The Wii is about creative new gaming, that's true.  It's also about reinventing classic gaming, that's true too.  But it's also supposed to be about streamlining the process of modern gaming for everyone, Blue Ocean n00bs included.  Friend Codes and the cumbersome manner in which they handle storage of games are the exact opposite of streamlining.  Friend Codes are awkward and cumbersome.  They aren't easy to remember.  They aren't personal.  It's like introducing yourself with your Social Security Number instead of your name.  "Hi, I'm 7983 3846 8293.  Who are you?"  You can't invite people to your Wii, you can't search for people. 

Luckily, almost no one is still stupid enough (or a big enough raging fanboy) to still defend Nintendo's extremely asinine storage problems.  I originally didn't care that the Wii didn't come with a harddrive, because it had two USB ports which should allow for such a thing.  This is where Nintendo took that wobbly jump backwards.  They gave us the most innovative system ever made, attempted to make it streamlined, clean and easy to use; then promplty ignored the modern world and decided that Hard Drives are unnecessary.  Somehow I doubt they built Super Mario Galaxy on zero-space computers and SD cards.  Not putting a harddrive in a console this generation is equivalent to not making the leap to disk-based games with the N64.  Powerful, innovative system, short-sheeted with cartridges.  Hey, I'm sure glad Nintendo gave us the N64 and then promptly neutered the system's storage options so that we'd never get to fully experience what a 64-bit experience could be like!  Deleting games you paid money for is stupid.  Moving them to an SD card you can't directly access is cumbersome and stupid.  It's counter-intuitive and the opposite of the streamlined focus of the Wii. 

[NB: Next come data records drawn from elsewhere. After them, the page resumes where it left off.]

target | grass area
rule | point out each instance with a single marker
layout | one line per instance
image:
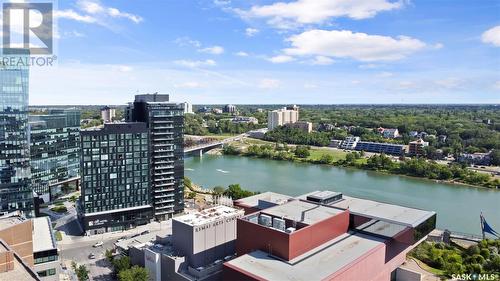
(317, 153)
(58, 235)
(427, 268)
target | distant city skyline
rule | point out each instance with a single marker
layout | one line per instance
(274, 52)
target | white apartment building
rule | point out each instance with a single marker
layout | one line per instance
(350, 143)
(281, 117)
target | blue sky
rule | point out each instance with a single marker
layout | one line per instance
(295, 51)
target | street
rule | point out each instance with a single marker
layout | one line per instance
(78, 248)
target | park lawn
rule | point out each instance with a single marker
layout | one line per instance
(316, 154)
(426, 267)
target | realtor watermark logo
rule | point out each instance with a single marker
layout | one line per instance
(28, 34)
(475, 276)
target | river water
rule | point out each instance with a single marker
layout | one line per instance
(457, 207)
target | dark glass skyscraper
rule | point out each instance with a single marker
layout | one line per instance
(55, 149)
(165, 121)
(15, 174)
(116, 193)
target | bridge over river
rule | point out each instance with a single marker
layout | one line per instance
(199, 149)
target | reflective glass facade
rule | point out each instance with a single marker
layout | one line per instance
(15, 175)
(115, 193)
(55, 148)
(165, 123)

Here's Nintendo's now-typical lack of vision, yet again:  They've given us the largest collection of downloadable games--by a long shot--out of this generation.  And they gave us no where to put them.  All that foresight bottlenecked by foolish choices.  It's not like harddrives are expensive these days.  Even a measily 10-gig harddrive in the Wii would've been something, and it really wouldn't have affected the price of the machine.